问题1】
# jps
27851 Jps
18198 -- process information unavailable没有办法kill掉
# kill -9 18198
-bash: kill: (18198) - No such process
解决方案:进入linux的/tmp下,cd /tmp,删除目录下的名称为hsperfdata_{username}的文件夹 然后jps,清净了。
问题2】
Hadoop的datanode,resourcemanager起不来(或者启动后自动关闭),日志报UnknownHostException。
Datanode日志:
2014-09-22 14:03:02,935 INFOorg.apache.hadoop.hdfs.server.datanode.DataNode: STARTUP_MSG:
STARTUP_MSG: Starting DataNode
STARTUP_MSG: host =java.net.UnknownHostException: master: master
解决方案:原来我的/etc/hosts文件中没有master(主机名)和ip的映射,vi /etc/hosts,添加一行:
master 192.168.80.4
另外也许是因为(遇到的问题太多了没记住是不是这个对应的解决方案),core-site.xml文件的改动带来的影响,自己先创建hadoop_tmp目录:
问题3】WARN net.DNS: Unable to determine address of the host-falling back to "localhost" address java.net.UnknownHostException: slave1: slave1
解决方案:这个报错是hosts的问题 ,在hosts里面有localhost还是不够的,要包当前的主机名slave1加进去。并测试:hostname –f,如果能返回当前的主机名,那么就是ok的。
问题4】
异常:
2014-03-13 11:26:30,788 FATAL org.apache.hadoop.hdfs.server.datanode.DataNode: Initialization failed for block pool Block pool BP-1257313099-10.10.208.38-1394679083528 (storage id DS-743638901-127.0.0.1-50010-1394616048958) service to Linux-hadoop-38/10.10.208.38:9000
java.io.IOException: Incompatible clusterIDs in /usr/local/hadoop/tmp/dfs/data: namenode clusterID = CID-8e201022-6faa-440a-b61c-290e4ccfb006; datanode clusterID = clustername
at org.apache.hadoop.hdfs.server.datanode.DataStorage.doTransition(DataStorage.java:391)

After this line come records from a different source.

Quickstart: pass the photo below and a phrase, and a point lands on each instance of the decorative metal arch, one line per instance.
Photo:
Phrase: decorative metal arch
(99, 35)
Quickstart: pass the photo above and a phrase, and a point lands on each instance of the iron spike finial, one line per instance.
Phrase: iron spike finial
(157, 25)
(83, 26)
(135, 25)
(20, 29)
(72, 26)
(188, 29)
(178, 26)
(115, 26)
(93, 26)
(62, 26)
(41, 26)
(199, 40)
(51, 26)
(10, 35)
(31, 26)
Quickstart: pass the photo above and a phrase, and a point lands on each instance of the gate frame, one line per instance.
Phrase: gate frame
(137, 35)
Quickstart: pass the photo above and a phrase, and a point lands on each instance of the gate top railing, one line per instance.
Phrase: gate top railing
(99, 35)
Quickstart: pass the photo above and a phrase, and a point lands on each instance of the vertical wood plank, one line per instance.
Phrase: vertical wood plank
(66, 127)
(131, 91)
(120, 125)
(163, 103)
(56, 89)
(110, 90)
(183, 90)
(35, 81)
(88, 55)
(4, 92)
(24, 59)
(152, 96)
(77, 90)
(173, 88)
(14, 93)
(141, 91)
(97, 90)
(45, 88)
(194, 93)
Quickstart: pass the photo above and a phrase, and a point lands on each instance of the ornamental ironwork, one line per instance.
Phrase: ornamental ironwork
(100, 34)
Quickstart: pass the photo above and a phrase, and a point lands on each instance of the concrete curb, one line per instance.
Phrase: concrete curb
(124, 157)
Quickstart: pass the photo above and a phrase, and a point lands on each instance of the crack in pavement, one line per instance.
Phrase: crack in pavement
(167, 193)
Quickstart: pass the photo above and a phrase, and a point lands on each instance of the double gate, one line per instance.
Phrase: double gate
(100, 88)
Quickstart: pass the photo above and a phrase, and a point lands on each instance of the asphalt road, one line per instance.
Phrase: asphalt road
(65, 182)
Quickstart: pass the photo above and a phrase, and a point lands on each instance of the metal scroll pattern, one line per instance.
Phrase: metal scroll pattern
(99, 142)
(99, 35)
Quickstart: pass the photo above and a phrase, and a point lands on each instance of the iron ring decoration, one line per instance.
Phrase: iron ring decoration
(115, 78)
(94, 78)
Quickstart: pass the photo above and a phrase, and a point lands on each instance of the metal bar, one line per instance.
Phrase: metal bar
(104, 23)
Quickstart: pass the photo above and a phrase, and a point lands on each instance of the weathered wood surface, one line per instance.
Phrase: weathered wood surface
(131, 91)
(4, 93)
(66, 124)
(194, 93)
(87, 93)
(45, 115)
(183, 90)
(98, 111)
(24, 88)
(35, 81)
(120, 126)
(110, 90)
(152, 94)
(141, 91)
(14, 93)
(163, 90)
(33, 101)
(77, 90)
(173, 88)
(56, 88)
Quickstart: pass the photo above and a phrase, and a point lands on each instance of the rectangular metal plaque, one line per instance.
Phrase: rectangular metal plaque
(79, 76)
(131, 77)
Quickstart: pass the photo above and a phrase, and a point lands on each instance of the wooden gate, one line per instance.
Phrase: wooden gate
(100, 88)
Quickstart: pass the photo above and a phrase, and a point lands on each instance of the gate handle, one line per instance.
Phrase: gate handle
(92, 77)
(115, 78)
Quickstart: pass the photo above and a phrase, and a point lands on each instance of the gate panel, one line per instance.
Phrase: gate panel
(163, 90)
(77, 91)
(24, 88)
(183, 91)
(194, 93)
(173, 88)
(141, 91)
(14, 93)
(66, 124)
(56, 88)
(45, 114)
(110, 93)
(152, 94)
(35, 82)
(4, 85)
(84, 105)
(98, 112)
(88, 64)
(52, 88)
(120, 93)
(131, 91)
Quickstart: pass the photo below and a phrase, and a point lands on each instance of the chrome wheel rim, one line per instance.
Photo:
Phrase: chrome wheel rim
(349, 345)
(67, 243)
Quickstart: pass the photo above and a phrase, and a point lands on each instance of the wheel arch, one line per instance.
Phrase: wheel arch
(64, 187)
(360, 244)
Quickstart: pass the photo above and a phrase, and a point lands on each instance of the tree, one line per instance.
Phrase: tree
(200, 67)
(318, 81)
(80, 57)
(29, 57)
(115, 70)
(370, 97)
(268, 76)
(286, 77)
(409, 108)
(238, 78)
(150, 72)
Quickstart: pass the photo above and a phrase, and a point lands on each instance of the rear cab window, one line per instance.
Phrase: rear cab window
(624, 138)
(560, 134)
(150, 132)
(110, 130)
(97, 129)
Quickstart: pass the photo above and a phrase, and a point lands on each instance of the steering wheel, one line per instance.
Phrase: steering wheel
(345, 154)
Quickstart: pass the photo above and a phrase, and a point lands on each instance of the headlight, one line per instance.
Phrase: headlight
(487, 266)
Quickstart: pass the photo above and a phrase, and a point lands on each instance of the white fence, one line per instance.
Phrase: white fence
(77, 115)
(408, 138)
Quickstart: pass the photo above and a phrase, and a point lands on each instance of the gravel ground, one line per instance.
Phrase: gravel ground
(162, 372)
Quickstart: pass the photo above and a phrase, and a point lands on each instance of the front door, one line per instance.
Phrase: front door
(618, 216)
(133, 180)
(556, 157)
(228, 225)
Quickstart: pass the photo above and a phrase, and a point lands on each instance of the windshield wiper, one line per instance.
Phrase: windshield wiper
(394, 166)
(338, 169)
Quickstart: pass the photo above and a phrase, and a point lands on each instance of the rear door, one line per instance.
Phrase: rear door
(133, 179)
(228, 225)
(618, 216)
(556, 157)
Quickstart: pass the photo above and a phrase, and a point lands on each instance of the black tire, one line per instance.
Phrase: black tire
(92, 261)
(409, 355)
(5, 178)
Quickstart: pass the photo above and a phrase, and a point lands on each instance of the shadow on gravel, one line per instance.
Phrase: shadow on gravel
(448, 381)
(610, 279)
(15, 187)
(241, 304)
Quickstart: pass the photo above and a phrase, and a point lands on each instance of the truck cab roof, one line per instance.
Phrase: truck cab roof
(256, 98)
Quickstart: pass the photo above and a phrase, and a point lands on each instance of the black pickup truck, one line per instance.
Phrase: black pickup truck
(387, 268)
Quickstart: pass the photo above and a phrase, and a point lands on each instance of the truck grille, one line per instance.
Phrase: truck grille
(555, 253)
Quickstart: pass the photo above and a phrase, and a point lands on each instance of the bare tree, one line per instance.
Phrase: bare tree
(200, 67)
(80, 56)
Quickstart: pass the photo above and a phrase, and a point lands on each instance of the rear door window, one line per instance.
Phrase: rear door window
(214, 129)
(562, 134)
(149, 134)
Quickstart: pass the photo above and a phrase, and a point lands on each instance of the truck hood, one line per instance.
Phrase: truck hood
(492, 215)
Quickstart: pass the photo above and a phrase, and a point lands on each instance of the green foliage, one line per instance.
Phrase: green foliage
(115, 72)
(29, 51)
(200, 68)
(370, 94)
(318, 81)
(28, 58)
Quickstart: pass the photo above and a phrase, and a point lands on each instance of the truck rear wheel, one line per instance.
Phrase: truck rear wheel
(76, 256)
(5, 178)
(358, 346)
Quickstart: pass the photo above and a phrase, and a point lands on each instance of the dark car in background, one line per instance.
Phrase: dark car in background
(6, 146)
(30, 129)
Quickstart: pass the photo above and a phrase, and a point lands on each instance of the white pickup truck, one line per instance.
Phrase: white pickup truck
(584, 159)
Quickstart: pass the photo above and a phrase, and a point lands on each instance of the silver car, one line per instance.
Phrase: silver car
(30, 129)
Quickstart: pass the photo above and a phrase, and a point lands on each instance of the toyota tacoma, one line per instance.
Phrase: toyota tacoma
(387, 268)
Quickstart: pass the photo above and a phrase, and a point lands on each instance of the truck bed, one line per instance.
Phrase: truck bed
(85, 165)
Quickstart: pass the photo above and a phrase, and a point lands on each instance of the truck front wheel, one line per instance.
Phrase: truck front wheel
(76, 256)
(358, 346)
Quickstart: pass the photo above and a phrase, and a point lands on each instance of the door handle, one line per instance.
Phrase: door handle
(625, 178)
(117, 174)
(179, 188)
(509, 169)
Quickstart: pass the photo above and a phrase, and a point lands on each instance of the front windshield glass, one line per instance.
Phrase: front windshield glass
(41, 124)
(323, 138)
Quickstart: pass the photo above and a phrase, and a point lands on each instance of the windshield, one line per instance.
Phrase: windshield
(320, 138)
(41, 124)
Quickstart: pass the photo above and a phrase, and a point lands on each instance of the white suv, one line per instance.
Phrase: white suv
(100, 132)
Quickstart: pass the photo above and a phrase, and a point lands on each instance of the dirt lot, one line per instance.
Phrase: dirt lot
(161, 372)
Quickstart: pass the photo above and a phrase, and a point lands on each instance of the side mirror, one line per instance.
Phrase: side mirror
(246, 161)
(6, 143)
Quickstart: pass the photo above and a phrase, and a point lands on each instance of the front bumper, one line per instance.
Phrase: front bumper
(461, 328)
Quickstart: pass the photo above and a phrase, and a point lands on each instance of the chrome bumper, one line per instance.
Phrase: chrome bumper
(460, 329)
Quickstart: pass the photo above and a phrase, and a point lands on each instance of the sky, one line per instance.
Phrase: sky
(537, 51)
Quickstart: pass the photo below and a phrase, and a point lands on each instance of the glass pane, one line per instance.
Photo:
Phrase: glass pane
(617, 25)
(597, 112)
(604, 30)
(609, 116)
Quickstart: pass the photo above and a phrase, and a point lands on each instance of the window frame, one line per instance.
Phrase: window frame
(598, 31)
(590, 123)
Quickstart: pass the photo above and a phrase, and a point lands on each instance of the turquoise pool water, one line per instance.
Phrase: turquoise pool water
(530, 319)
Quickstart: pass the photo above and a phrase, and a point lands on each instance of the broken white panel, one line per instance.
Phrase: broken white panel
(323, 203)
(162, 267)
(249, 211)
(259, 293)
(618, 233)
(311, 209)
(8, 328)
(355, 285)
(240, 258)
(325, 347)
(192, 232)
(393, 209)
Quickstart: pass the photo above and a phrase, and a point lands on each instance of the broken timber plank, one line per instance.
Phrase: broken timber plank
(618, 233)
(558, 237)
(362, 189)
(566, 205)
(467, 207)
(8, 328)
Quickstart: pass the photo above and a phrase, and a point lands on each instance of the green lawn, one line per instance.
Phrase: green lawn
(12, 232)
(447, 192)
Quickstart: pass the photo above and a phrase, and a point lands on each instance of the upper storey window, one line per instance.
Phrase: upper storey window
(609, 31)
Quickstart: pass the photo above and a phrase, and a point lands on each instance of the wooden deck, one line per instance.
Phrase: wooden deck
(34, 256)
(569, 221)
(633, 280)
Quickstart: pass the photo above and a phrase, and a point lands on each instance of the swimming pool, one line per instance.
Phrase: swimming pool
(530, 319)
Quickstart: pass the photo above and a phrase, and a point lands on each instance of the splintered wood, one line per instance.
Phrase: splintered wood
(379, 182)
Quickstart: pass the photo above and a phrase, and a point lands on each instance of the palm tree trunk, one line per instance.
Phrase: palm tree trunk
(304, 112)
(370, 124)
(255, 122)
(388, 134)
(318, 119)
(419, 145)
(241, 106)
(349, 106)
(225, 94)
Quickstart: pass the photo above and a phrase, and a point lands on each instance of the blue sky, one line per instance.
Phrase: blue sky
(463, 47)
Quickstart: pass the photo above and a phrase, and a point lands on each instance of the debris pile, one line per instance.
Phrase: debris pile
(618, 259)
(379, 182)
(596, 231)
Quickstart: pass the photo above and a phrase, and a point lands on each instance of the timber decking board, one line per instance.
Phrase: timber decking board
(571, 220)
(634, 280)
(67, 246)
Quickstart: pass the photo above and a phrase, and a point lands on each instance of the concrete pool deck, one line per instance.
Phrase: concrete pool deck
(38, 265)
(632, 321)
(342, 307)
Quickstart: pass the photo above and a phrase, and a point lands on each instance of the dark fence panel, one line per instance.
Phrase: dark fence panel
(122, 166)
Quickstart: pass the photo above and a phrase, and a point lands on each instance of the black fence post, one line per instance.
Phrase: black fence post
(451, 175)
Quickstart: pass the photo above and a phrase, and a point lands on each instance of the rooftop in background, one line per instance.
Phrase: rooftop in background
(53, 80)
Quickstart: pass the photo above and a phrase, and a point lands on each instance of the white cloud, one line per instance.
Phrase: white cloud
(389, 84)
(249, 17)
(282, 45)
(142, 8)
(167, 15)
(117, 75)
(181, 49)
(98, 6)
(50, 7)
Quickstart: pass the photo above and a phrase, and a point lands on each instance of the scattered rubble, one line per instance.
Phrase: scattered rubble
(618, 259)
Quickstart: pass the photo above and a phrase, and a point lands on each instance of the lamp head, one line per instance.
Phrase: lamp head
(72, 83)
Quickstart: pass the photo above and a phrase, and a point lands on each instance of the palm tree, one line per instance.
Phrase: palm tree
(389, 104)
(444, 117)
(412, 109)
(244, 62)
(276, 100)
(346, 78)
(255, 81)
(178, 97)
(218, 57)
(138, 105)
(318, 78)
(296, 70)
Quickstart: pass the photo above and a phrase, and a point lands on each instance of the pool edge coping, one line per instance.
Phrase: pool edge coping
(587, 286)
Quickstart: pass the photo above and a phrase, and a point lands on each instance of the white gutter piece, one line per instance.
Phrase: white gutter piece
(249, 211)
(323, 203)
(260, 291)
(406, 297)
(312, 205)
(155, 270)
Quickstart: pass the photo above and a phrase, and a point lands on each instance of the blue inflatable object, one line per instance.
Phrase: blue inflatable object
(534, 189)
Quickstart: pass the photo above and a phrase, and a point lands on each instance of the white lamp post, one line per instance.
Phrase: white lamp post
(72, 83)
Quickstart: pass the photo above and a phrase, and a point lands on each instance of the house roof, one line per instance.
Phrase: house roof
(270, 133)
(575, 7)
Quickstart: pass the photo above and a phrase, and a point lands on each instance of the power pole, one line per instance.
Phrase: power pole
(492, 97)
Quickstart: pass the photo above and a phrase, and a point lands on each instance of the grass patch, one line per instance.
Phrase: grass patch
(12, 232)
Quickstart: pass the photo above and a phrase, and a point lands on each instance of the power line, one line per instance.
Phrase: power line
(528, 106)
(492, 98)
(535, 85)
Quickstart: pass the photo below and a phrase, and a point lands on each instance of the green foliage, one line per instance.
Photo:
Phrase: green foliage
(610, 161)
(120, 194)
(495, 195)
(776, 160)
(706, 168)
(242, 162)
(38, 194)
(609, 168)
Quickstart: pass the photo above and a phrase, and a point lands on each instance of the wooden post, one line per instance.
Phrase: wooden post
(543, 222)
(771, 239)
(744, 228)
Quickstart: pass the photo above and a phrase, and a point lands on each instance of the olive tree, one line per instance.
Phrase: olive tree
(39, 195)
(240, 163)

at org.apache.hadoop.hdfs.server.datanode.DataStorage.recoverTransitionRead(DataStorage.java:191)
at org.apache.hadoop.hdfs.server.datanode.DataStorage.recoverTransitionRead(DataStorage.java:219)
at org.apache.hadoop.hdfs.server.datanode.DataNode.initStorage(DataNode.java:916)
at org.apache.hadoop.hdfs.server.datanode.DataNode.initBlockPool(DataNode.java:887)
at org.apache.hadoop.hdfs.server.datanode.BPOfferService.verifyAndSetNamespaceInfo(BPOfferService.java:309)
at org.apache.hadoop.hdfs.server.datanode.BPServiceActor.connectToNNAndHandshake(BPServiceActor.java:218)
at org.apache.hadoop.hdfs.server.datanode.BPServiceActor.run(BPServiceActor.java:660)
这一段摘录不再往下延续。